On Tuesday, Indian fighter jets dropped bombs in Pakistan-controlled Kashmir, killing a "very large number" of Jaish-e-Mohammad (JeM) militants, including senior commanders, Indian Foreign Secretary Vijay Gokhale said. "The strike avoided civil casualties," and struck the terrorist group's "biggest training camp" in the Balakot region of Kashmir, on the edge of the part of the divided region that Pakistan controls. Both nuclear-armed nations claim the entire mountainous region and have fought two wars over it; these were the first airstrikes to cross the line of control since the last war, in 1971.
The airstrikes were in retaliation for a Feb. 14 bombing that killed at least 40 Indian paramilitary police in Kashmir; JeM claimed responsibility for that suicide bombing, the deadliest such attack since a Kashmir insurgency broke out in 1989. "Credible intel was received that JeM was planning more suicide attacks in India," Gokhale said. "In the face of imminent danger, a pre-emptive strike became absolutely necessary."

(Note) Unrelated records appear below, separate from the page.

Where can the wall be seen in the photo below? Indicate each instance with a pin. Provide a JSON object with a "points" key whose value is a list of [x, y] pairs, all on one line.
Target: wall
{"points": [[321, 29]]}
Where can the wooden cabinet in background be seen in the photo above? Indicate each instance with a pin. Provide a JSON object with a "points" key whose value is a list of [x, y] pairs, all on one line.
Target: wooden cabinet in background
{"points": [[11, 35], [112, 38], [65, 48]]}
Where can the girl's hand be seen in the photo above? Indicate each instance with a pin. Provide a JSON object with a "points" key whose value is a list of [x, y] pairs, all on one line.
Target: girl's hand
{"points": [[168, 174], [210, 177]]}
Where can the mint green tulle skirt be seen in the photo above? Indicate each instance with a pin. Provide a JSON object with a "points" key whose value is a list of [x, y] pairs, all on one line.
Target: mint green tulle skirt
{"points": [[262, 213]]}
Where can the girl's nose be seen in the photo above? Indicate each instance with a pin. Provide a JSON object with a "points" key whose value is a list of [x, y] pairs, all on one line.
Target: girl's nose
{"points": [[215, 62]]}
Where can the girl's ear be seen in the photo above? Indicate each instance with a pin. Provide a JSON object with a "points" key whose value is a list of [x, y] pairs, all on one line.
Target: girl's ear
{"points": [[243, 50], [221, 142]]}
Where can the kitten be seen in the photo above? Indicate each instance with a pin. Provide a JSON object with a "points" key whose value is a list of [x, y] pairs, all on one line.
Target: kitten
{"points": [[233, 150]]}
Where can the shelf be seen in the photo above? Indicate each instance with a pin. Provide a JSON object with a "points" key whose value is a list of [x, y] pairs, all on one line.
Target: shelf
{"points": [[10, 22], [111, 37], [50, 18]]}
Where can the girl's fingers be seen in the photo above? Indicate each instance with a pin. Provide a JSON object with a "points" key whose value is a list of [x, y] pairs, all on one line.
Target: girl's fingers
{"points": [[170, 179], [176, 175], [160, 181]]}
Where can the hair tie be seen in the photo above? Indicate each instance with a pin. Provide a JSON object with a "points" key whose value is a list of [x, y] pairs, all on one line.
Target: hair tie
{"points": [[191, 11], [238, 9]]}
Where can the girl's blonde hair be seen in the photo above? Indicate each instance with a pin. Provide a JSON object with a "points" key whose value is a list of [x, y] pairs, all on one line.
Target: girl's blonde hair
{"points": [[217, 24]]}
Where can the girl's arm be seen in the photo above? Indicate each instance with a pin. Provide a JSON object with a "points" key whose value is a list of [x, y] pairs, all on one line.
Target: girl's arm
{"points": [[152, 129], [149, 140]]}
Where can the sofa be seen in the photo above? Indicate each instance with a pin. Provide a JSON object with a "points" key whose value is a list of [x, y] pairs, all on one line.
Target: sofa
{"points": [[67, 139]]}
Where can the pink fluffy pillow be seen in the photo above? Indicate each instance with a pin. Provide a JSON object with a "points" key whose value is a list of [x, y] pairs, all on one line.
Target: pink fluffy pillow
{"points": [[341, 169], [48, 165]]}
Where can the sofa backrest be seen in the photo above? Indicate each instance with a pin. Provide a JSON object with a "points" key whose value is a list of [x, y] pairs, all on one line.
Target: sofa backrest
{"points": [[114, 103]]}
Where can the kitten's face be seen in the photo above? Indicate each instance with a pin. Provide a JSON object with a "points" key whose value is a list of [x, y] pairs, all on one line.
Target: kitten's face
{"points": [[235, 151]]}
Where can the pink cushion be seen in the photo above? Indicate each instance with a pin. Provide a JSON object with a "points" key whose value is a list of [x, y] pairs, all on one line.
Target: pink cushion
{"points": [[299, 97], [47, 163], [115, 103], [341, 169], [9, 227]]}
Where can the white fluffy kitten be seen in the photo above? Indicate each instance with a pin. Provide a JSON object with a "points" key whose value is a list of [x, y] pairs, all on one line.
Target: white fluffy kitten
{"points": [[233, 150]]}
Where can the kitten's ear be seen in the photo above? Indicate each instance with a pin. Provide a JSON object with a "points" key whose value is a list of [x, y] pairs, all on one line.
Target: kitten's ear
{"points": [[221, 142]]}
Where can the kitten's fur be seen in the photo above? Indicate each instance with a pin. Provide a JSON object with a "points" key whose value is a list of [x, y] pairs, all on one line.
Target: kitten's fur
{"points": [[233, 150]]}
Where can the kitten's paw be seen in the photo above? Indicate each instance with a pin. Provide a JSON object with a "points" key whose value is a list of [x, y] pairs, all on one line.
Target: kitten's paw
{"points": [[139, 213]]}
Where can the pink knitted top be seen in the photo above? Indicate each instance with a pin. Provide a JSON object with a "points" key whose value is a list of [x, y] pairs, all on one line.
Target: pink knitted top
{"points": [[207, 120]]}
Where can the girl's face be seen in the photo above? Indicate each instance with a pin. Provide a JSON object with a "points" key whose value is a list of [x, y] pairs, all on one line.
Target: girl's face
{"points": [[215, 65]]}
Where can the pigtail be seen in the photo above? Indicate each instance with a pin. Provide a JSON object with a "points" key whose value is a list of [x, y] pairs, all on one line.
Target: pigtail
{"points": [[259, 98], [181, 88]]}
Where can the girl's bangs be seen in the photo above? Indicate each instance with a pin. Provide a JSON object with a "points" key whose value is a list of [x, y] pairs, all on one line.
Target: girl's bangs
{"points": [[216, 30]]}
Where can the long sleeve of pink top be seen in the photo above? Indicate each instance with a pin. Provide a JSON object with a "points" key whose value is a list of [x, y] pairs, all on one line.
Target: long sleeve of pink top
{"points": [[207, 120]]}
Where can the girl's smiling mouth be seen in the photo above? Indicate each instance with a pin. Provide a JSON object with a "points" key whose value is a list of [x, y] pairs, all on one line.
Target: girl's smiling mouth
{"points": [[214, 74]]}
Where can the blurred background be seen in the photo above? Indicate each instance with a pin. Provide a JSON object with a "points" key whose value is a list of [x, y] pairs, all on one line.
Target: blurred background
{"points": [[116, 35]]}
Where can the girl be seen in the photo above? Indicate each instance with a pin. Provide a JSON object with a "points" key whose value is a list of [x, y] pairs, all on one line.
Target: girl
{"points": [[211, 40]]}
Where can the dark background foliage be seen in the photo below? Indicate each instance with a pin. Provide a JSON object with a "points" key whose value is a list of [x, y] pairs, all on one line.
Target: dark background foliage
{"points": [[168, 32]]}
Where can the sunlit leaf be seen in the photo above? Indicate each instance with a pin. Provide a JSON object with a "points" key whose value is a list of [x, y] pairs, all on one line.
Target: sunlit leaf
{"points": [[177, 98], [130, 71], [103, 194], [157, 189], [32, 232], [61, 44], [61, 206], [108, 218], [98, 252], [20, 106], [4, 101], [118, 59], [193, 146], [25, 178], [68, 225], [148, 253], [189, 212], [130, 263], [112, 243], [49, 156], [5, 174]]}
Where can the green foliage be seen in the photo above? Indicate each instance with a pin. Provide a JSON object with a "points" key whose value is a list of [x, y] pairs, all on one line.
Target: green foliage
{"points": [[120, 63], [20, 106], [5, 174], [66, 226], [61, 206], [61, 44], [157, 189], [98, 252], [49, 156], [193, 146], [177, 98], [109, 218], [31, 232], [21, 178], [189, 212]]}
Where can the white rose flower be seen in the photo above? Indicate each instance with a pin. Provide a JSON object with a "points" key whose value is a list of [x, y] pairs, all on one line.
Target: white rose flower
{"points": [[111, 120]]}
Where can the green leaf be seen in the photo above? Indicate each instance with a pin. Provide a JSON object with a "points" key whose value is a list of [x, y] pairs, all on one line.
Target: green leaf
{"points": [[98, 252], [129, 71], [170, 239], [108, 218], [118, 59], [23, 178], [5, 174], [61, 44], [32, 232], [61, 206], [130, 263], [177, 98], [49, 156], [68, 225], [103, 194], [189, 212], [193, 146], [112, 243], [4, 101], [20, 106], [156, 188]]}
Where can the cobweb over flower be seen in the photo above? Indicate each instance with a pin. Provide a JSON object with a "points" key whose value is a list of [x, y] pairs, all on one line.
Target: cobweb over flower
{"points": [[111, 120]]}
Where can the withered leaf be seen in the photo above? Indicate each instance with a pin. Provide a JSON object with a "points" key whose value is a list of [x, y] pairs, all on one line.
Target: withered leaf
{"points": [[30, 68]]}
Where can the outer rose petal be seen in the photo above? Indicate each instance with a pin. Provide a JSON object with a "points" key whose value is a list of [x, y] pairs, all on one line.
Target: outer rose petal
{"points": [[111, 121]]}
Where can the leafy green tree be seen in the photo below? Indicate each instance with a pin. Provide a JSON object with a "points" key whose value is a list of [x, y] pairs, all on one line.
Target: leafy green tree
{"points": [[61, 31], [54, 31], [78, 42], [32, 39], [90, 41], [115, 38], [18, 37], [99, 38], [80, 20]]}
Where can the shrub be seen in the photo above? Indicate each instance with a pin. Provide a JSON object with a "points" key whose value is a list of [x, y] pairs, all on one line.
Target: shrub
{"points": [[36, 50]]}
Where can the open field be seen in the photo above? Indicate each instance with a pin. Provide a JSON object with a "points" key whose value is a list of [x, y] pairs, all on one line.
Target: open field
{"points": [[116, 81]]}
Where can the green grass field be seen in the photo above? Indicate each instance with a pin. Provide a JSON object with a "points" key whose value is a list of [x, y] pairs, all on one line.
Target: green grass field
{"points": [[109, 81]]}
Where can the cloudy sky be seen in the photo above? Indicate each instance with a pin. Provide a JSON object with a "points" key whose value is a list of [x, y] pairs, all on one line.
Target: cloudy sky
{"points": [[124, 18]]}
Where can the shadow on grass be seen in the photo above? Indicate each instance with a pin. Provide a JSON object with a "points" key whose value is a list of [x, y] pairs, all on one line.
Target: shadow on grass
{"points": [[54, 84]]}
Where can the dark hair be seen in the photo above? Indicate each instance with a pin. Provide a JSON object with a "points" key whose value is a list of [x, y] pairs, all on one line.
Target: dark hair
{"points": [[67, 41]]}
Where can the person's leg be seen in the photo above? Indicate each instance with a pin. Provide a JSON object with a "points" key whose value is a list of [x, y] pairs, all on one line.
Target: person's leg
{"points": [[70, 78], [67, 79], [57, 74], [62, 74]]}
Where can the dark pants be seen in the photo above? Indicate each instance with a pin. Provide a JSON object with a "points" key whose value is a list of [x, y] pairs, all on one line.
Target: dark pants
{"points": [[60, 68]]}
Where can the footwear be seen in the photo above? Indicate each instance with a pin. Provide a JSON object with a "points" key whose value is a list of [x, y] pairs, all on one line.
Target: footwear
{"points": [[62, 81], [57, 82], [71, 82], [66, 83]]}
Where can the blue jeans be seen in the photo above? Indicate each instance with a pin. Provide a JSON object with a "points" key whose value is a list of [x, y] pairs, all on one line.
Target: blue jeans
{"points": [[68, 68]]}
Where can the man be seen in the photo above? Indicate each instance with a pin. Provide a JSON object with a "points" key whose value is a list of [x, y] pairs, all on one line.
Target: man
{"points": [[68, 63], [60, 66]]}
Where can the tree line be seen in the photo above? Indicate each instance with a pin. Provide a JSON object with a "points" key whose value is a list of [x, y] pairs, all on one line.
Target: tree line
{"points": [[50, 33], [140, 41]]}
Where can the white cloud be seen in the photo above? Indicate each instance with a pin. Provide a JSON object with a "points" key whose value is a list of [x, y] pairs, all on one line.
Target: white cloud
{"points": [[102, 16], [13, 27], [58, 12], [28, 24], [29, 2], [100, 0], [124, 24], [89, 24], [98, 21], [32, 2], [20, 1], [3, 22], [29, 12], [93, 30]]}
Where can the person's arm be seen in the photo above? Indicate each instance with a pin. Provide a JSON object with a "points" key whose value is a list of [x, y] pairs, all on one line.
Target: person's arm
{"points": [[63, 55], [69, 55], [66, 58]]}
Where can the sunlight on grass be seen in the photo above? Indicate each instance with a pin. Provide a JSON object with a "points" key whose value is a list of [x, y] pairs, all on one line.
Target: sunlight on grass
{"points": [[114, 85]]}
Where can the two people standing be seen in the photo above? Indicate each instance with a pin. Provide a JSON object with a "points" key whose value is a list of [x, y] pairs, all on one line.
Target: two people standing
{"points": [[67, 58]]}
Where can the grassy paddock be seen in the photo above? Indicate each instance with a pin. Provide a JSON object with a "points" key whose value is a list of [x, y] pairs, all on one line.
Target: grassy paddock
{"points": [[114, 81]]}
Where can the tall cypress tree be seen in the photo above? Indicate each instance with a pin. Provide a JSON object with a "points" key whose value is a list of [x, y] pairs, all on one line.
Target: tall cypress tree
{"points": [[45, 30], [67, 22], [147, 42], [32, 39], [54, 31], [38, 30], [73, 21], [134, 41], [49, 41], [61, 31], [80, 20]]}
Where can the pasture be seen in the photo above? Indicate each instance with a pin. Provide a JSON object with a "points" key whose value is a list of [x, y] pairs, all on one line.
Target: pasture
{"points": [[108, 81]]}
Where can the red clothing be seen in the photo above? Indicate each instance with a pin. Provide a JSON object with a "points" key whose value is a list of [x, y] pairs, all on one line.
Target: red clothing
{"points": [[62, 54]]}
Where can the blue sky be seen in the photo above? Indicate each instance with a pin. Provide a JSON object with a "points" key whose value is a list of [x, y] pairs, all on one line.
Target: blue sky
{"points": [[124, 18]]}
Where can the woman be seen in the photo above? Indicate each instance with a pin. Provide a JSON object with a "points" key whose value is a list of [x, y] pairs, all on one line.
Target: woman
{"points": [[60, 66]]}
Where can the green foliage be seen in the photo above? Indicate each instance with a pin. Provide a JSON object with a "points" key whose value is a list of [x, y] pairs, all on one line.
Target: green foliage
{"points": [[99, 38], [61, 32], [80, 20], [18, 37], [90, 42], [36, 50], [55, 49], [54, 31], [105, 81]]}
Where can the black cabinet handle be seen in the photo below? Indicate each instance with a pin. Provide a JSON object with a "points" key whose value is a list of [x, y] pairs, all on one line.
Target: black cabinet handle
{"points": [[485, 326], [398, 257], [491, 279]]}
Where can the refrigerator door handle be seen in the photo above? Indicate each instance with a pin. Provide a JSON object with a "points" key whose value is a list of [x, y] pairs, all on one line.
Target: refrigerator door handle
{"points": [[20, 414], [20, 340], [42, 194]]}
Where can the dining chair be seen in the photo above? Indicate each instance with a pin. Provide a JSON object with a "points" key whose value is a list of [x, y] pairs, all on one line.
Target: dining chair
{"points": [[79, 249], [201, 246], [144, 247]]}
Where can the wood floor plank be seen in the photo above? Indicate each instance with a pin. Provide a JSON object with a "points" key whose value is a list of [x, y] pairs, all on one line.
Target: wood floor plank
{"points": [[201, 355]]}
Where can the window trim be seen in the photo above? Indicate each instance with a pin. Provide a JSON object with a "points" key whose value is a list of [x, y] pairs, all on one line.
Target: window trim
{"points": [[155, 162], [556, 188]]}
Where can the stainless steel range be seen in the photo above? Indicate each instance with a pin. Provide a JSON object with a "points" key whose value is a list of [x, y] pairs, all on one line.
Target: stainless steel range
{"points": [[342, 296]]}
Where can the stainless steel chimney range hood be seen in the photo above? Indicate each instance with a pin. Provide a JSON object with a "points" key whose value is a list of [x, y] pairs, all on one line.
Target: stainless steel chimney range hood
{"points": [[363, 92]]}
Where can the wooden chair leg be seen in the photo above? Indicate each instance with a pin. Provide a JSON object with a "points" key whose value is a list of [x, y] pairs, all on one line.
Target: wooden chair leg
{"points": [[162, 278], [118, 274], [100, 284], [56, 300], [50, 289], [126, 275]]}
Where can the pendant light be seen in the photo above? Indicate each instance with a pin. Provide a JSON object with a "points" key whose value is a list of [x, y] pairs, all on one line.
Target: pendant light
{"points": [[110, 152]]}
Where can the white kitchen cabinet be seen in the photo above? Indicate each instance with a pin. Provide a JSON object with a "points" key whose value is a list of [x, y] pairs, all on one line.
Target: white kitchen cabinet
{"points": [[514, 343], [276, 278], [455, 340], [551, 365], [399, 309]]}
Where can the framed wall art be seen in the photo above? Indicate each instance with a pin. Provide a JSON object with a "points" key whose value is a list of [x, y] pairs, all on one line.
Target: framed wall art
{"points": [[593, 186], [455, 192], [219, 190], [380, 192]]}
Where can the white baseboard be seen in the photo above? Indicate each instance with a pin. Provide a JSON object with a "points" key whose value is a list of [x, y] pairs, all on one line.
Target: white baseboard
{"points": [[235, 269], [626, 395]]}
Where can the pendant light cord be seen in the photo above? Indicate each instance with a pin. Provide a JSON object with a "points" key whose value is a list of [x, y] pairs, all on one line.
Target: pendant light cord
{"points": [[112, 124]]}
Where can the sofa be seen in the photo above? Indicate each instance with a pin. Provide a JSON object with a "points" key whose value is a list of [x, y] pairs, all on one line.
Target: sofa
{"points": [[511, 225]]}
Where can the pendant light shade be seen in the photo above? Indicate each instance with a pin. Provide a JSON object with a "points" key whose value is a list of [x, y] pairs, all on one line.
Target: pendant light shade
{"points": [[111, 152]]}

Before India confirmed striking inside Pakistan's part of Kashmir, Pakistani military spokesman Maj. Gen Asif Ghafoor had said Pakistan scrambled jets to intercept the Indian aircraft, and the Indians "released payload in haste." Balakot police chief Saghir Hussain Shah told The Associated Press that based on his team's assessment of the mostly deserted wooded area, "there are no casualties, there are no damages on the ground because of the dropping of the bombs."